If you read my recent post discussing contraception, you’ll know that I’ve put on quite a bit of weight over the past three or four months as a side effect of the contraceptive injection. Putting on weight is always upsetting, and for someone who has lost a lot of weight over the past few years, it’s extremely frustrating for me to feel as if I’m right back to square one thanks to something that is so out of my control.

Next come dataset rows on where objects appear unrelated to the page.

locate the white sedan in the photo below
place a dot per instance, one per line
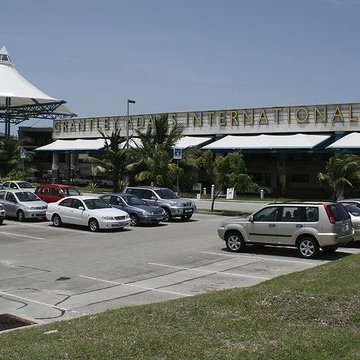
(88, 211)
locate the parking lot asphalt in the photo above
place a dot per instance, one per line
(48, 274)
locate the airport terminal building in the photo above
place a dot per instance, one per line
(284, 146)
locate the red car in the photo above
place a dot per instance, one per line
(55, 192)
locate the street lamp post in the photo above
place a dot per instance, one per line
(127, 121)
(127, 133)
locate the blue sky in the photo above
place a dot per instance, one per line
(185, 55)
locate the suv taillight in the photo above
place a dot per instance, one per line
(330, 214)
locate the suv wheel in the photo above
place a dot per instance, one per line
(308, 247)
(134, 220)
(56, 220)
(93, 225)
(186, 217)
(21, 215)
(330, 249)
(168, 215)
(234, 241)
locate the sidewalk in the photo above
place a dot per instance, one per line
(230, 205)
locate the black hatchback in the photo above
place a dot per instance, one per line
(139, 211)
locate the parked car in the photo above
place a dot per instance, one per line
(138, 210)
(89, 211)
(2, 213)
(353, 208)
(22, 204)
(256, 189)
(14, 185)
(165, 198)
(307, 226)
(105, 182)
(84, 181)
(54, 192)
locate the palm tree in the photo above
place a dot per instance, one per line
(10, 157)
(342, 172)
(152, 161)
(160, 133)
(113, 160)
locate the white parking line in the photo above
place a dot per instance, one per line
(210, 271)
(38, 302)
(21, 236)
(262, 258)
(134, 286)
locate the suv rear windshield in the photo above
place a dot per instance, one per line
(166, 194)
(339, 212)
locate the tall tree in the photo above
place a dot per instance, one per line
(10, 158)
(160, 133)
(226, 171)
(152, 160)
(113, 160)
(342, 172)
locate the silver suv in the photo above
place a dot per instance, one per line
(165, 198)
(308, 226)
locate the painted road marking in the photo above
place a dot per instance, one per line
(134, 286)
(210, 271)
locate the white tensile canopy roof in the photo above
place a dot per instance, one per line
(97, 144)
(349, 141)
(269, 142)
(74, 145)
(190, 141)
(20, 100)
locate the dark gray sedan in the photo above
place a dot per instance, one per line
(139, 211)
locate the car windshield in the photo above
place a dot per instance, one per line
(166, 194)
(93, 204)
(133, 200)
(353, 210)
(25, 185)
(71, 191)
(26, 196)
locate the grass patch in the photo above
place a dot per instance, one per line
(313, 314)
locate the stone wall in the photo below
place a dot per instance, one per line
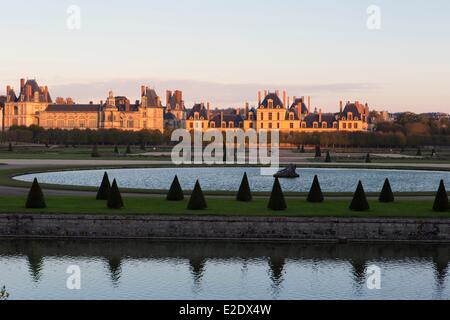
(245, 228)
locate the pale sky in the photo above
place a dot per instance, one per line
(223, 51)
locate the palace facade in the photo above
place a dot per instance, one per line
(276, 113)
(34, 106)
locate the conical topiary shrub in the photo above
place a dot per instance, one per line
(244, 193)
(359, 202)
(115, 198)
(35, 198)
(386, 193)
(441, 201)
(197, 200)
(277, 202)
(175, 192)
(318, 152)
(95, 153)
(315, 194)
(105, 188)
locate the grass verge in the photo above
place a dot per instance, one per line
(222, 207)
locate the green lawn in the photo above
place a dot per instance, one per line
(222, 207)
(70, 153)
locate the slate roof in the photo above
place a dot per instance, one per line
(236, 119)
(300, 101)
(200, 108)
(73, 108)
(351, 107)
(329, 118)
(152, 98)
(276, 101)
(34, 88)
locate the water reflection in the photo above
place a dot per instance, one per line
(230, 269)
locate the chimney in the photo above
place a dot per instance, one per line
(168, 95)
(179, 96)
(29, 93)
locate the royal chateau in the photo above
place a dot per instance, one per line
(34, 106)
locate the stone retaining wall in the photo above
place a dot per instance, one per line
(245, 228)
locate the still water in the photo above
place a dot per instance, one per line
(222, 270)
(228, 179)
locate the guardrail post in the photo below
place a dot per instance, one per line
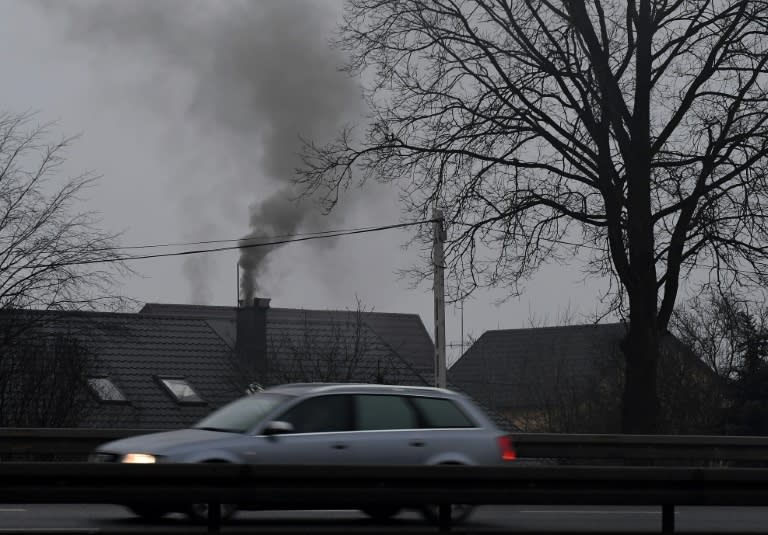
(444, 514)
(214, 516)
(667, 518)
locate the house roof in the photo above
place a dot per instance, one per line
(519, 368)
(135, 350)
(398, 342)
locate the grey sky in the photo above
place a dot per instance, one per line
(191, 111)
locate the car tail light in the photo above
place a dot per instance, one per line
(508, 452)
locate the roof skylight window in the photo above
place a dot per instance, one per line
(181, 390)
(105, 389)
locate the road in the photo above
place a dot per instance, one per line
(518, 519)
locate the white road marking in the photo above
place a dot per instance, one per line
(50, 530)
(589, 512)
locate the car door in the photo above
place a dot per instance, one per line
(389, 430)
(322, 426)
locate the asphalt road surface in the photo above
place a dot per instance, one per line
(512, 519)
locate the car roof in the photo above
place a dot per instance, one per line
(298, 389)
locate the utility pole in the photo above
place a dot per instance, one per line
(438, 261)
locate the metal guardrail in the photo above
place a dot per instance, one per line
(642, 447)
(342, 486)
(357, 486)
(77, 443)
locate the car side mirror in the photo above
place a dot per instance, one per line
(277, 427)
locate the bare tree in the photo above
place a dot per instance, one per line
(53, 258)
(633, 132)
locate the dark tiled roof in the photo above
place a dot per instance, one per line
(517, 368)
(304, 343)
(133, 349)
(397, 344)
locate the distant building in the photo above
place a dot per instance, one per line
(169, 365)
(570, 379)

Battling with body image is a war that, for most of us, will never end. As much as we preach about accepting ourselves and being happy in our own skin, the high of publishing a self-elevating blog post is rarely enough to not make us cringe every time we recognise something we hate about ourselves in the mirror. I could write here ‘that’s how I feel anyway’, but I know I’m not alone. I know a lot of you guys feel like this all of the time, and it’s really really hard not to slip into self-loathing.

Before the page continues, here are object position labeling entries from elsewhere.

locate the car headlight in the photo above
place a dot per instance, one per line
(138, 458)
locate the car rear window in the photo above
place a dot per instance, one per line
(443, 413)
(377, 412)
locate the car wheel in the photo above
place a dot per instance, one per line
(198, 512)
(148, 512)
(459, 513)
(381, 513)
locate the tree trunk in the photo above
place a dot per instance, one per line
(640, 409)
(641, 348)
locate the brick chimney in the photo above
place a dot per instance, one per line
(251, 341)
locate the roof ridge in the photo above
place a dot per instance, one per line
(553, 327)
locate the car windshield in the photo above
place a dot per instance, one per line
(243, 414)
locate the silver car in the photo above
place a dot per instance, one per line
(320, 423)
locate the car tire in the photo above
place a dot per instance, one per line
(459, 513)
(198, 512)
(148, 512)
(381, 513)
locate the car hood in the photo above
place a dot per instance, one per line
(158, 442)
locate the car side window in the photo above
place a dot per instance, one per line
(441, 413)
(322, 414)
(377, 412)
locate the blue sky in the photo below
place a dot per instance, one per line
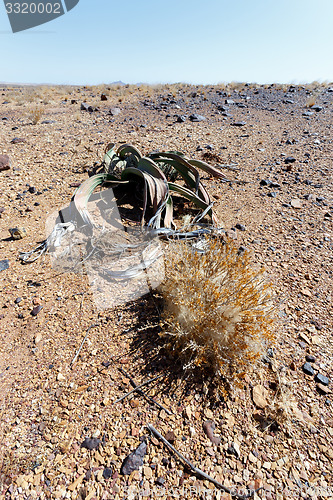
(202, 42)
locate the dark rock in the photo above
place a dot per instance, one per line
(17, 140)
(4, 264)
(4, 163)
(208, 428)
(134, 459)
(197, 118)
(107, 473)
(36, 310)
(114, 111)
(232, 451)
(307, 368)
(91, 443)
(241, 250)
(170, 436)
(290, 159)
(310, 358)
(265, 182)
(321, 379)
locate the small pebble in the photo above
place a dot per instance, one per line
(321, 379)
(307, 368)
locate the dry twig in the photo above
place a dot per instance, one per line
(83, 341)
(137, 388)
(194, 469)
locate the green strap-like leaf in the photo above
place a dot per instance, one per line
(207, 168)
(127, 149)
(168, 217)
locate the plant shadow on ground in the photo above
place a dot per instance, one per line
(151, 358)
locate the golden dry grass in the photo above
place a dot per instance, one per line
(218, 309)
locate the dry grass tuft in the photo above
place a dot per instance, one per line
(218, 312)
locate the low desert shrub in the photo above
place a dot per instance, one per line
(218, 309)
(35, 113)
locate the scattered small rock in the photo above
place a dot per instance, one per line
(18, 233)
(310, 358)
(18, 140)
(321, 379)
(4, 163)
(4, 264)
(36, 310)
(259, 396)
(91, 443)
(265, 182)
(170, 436)
(289, 159)
(209, 427)
(107, 473)
(197, 118)
(307, 368)
(114, 111)
(296, 203)
(323, 389)
(134, 459)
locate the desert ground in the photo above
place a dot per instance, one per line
(62, 433)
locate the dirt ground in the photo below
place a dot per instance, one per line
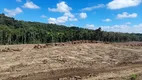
(87, 61)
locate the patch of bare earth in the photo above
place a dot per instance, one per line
(87, 61)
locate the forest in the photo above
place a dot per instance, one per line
(25, 32)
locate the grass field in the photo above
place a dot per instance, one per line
(86, 61)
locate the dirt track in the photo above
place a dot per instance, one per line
(72, 62)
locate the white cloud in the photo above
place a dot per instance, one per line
(124, 28)
(83, 15)
(62, 19)
(59, 20)
(52, 20)
(43, 16)
(70, 16)
(93, 7)
(31, 5)
(118, 4)
(107, 20)
(13, 12)
(61, 7)
(127, 23)
(73, 19)
(90, 26)
(126, 15)
(18, 0)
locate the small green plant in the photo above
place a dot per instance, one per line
(133, 77)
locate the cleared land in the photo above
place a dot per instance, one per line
(87, 61)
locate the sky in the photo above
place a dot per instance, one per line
(111, 15)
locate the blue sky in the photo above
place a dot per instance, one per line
(110, 15)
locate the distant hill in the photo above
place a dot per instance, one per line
(21, 32)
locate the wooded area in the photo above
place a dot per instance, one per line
(21, 32)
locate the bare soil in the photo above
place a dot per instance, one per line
(87, 61)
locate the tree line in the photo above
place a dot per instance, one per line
(21, 32)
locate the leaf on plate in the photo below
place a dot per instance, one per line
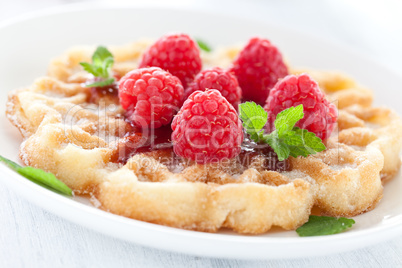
(323, 225)
(39, 176)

I’m not here to tell you that you should forget about it, or you should be happy for what you have and love all of your bumps and curves bla bla bla because it’s not going to change the way you really feel. When I’m overweight I only feel good about my body in the following three situations: 1. totally naked, with no high waisted Joni jeans pushing up my fat into unattractive under-breast folds, 2. when somebody says I look skinny and/or I look good totally naked (will take either in the comments below) and 3. when I lose weight. Instead, I’m just going to talk to you about how I deal with gaining weight, and hopefully you can find something in this that might help you along the way too.
It’s not forever
This was a big one for me, as I knew the contraceptive injection only lasted three months (although it can affect you for up to a year). As soon as I started putting on weight I just had to remind myself that, yes, it was shit, but eventually I would get control of it again and it was entirely possible for me to lose the weight. Weight isn’t permanent – it can be gained and it can be lost, and if you’re anything like me, your weight rarely stays the same anyway. If it’s not within your control now, it will be.

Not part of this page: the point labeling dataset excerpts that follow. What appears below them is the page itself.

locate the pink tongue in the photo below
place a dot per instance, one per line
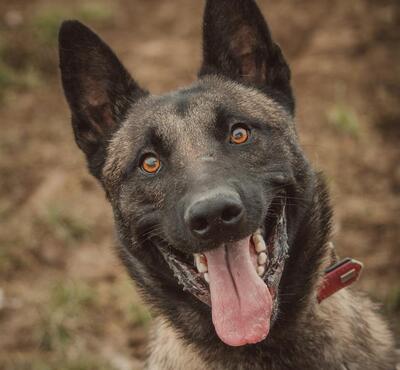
(241, 302)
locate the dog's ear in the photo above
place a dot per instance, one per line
(98, 89)
(238, 44)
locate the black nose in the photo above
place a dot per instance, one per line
(214, 214)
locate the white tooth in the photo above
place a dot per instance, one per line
(259, 243)
(201, 262)
(260, 270)
(262, 258)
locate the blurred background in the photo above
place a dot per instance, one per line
(65, 301)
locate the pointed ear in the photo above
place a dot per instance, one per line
(98, 89)
(237, 44)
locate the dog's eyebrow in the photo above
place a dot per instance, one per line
(152, 140)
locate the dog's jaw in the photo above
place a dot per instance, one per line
(267, 253)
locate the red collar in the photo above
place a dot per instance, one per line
(338, 276)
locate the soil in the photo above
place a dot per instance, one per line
(56, 234)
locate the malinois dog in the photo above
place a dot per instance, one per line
(221, 220)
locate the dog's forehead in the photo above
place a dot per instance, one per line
(183, 120)
(195, 108)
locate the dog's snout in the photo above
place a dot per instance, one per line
(212, 215)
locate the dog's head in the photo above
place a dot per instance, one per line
(204, 181)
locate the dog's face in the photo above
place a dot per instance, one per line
(203, 181)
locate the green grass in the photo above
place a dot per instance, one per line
(47, 22)
(68, 305)
(64, 226)
(85, 361)
(28, 54)
(344, 119)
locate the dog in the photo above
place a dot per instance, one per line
(221, 221)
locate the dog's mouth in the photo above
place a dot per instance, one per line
(239, 280)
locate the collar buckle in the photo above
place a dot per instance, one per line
(339, 276)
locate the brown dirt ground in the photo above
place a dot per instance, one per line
(65, 301)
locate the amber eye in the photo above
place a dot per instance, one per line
(150, 163)
(239, 135)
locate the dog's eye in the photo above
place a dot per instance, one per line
(150, 163)
(239, 134)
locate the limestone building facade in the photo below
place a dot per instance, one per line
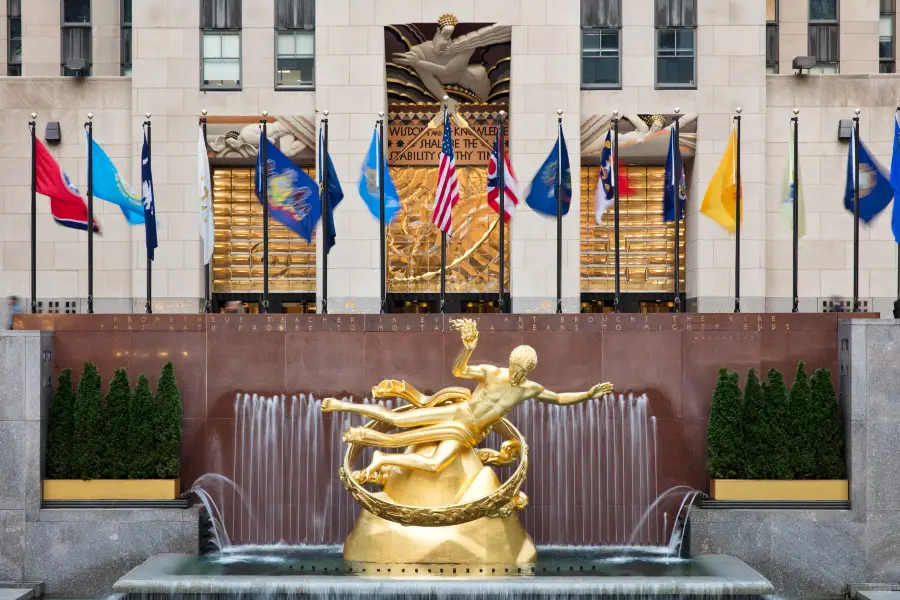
(236, 59)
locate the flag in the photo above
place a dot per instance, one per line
(895, 179)
(335, 193)
(544, 187)
(673, 188)
(108, 185)
(66, 205)
(605, 195)
(875, 191)
(293, 196)
(510, 183)
(369, 185)
(149, 203)
(447, 192)
(204, 193)
(719, 202)
(787, 192)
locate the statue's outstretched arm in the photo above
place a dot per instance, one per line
(566, 398)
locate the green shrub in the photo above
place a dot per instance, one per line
(143, 442)
(61, 430)
(724, 433)
(801, 434)
(87, 452)
(116, 417)
(167, 425)
(827, 428)
(756, 430)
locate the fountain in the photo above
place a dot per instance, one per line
(445, 524)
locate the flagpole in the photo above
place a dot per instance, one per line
(615, 180)
(90, 129)
(381, 217)
(149, 260)
(32, 126)
(265, 189)
(796, 208)
(559, 186)
(444, 235)
(676, 193)
(737, 218)
(323, 165)
(856, 211)
(207, 303)
(501, 180)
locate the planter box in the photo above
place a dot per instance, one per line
(788, 490)
(111, 489)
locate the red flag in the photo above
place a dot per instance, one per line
(66, 204)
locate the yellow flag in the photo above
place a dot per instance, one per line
(719, 202)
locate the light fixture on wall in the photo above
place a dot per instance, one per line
(804, 62)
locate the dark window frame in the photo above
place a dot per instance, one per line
(221, 17)
(126, 39)
(773, 43)
(85, 30)
(888, 64)
(13, 13)
(677, 16)
(601, 17)
(288, 21)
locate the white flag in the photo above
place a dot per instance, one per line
(204, 192)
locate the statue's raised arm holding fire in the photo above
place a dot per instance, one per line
(453, 418)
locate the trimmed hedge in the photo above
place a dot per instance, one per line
(773, 432)
(129, 436)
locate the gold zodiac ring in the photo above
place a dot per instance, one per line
(499, 503)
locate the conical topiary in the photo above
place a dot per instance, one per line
(755, 440)
(800, 426)
(116, 425)
(724, 433)
(87, 449)
(777, 412)
(143, 443)
(61, 430)
(829, 429)
(167, 425)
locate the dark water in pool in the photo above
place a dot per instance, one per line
(552, 561)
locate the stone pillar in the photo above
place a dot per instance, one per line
(25, 368)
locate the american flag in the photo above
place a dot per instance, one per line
(509, 180)
(447, 194)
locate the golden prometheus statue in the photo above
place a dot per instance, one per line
(441, 501)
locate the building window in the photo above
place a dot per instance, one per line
(14, 35)
(887, 54)
(75, 45)
(601, 43)
(676, 44)
(220, 47)
(771, 37)
(295, 45)
(824, 36)
(125, 50)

Comparing yourself to yourself is the worst idea ever
Whilst comparing yourself to others is obviously a bad idea, comparing yourself to yourself is even worse. As soon as I had put on a considerable amount of weight, I wiled away far too much of my time looking at old, skinnier pictures of myself. “Why didn’t I appreciate the lack of sidtes rolls then?” I wailed, missing the days of only having one double chin instead of two. Do. Not. Do. This. It will only make you feel terrible, and it takes your body out of any kind of context. When I was my thinnest I was working as a waitress, moving around non-stop for up to 12 hours a day and only eating toast and snatched bread rolls (hey wedding guest, if you don’t want it, I’ll have it). Now I sit down all day, either blogging or working or writing my dissertation, and out of boredom I eat all the freakin’ time. Content is important for putting your weight into perspective, as well as highlighting what you may need to change in order to drop it off again (i.e. I need to stop eating Easter eggs for breakfast).
Wear cute shit
Don’t let weight gain stop you from wearing cute shit. I know whenever I’m feeling chubbier, all I want to do is put on an oversized sweatshirt and a pair of pyjamas, but when you do dress up and get your hair did and your make-up is on point, you don’t feel so bad. When I first put this trouser/knitwear combo on I lost the plot and went on a 5 minute rant of ‘No I look shit it looks good on the hanger and awful on me who am I what’s happening I’m never wearing clothes again I’m moving to the Shetland Isles and I’m living in a potato sack goodbye cruel world Adieu’. But once I popped on a pair of killer heels, mixed up the textures and made my hair look cute af, I felt myself again. Keep wearing cute shit, and remember that you’re sassy af and filling out your spare tyre isn’t going to change that.